A place returned, this has become. A place where I’ve been spending time with people I’ve only known for a month yet who nonetheless feel like long-time friends. It’s funny how that happens. By ‘that,’ I mean:
That inevitable yet always magical experience of strangers converting themselves into friends. People whose existences you weren’t even aware of no less than some weeks ago now being people who you speak to on a weekly, if not daily, basis. I have laughed more this week with these former-strangers than I have in total over the past few months.
That, as Mary Oliver writes, “to be surrounded by beautiful curious breathing laughing flesh is enough.”

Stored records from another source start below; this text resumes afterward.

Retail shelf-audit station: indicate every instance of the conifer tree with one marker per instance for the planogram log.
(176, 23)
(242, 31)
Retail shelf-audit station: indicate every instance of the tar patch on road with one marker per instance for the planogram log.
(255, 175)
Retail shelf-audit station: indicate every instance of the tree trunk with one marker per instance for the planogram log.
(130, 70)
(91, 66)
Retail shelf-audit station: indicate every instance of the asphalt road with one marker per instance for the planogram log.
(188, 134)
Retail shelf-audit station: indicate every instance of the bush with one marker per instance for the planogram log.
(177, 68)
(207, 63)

That, although the same amount of time passes each month (except for the whole 30/31/28 days thing), there are some months when everything happens and some months where nothing happens, even though things are, without fail, always happening. Again, Mary Oliver: “All things are meltable, and replaceable. Not at this moment, but soon enough…” At least cosmically, I think that’s true.

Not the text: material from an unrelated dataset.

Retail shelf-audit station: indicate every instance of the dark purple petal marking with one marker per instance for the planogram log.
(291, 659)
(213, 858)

That that finding of self and world in new places happens always, how our minds, also without fail, grasp to adapt and transform things into the normal at every challenge.
That ‘here,’ and ‘being here,’ is always true for every person in every moment whereas we all occupy different ‘here’s and different levels of here-ness.

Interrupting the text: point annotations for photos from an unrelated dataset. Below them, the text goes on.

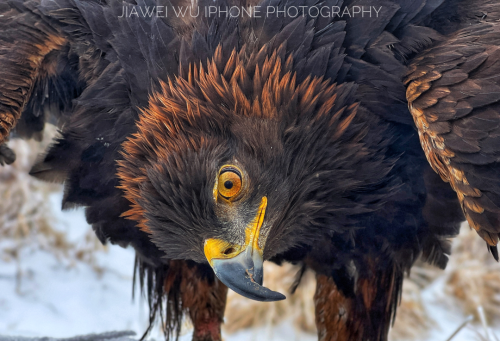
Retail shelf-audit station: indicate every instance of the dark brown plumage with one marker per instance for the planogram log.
(210, 144)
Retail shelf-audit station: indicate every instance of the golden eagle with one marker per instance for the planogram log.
(304, 131)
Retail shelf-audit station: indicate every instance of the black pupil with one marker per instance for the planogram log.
(228, 184)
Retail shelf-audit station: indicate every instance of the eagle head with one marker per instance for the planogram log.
(239, 160)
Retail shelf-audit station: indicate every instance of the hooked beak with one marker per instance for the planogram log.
(240, 267)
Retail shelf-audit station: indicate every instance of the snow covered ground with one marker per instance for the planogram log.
(45, 295)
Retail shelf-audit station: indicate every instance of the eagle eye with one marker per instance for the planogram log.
(229, 182)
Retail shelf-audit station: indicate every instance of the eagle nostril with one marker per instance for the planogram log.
(229, 251)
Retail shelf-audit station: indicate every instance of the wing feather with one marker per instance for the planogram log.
(453, 92)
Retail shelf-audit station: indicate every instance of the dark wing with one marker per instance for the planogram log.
(453, 92)
(37, 72)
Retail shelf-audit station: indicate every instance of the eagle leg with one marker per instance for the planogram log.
(203, 297)
(364, 314)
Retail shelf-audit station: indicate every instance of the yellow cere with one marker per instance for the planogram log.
(221, 249)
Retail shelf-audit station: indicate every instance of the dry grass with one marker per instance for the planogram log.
(26, 213)
(27, 221)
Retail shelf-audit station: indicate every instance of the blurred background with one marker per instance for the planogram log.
(57, 280)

That, however, the sentence ‘I am here,’ that exertion of certain existence is not something all philosophers take as through-and-through true.
Being-there. For Heidegger, human experience is defined by that very idea, dasein; our negotiation and interpretation of existence is one bound by place and time, by ‘hereness.’ To consider what it feels like to be where I am, the topic we took on for this newsletter, is to investigate what worldly creations, both independently existent and internally imposed by my interaction with externality, create my understanding of ‘being,’ ‘being-here,’ and ‘being-there.’
Other people, these people who sit here sipping shaken citrus drinks with me, comprise one of those worldly conditions––indeed, a primary one. As Marcus Aurelius writes (and I quote regularly), “people exist for one another.” Sartre writes that “hell is other people;” my partner wants to change that into “heaven and hell are other people,” because while people are endlessly complicated, the doing and undoing of those complicated threads that weave into the creation of “life” and of “here” is exactly the material we need to be.
I think Sally Rooney captures that sense rather perfectly in Intermezzo when she has Margaret narrate that “the demands of other people do not dissolve; they only multiply. More and more complex, more difficult. Which is another way, she thinks, of saying: more life, more and more of life.”
More life, more and more of life. What is our life but the known? And, as Mary Oliver asks, “who knows what is beyond the known? And if you think that any day the secret of light might come, would you not keep the house of your mind ready? Would you not cleanse your study of all that is cheap, or trivial? Would you not live in continual hope, and pleasure, and excitement?”
Would you not, I ask, feel the joyous here, everywhere? Well, I’ll try.
Because, until I’m melted, replaced, returned into dust, here, being-here, is all there is—and in all its complex and difficult glory, it feels great to be here.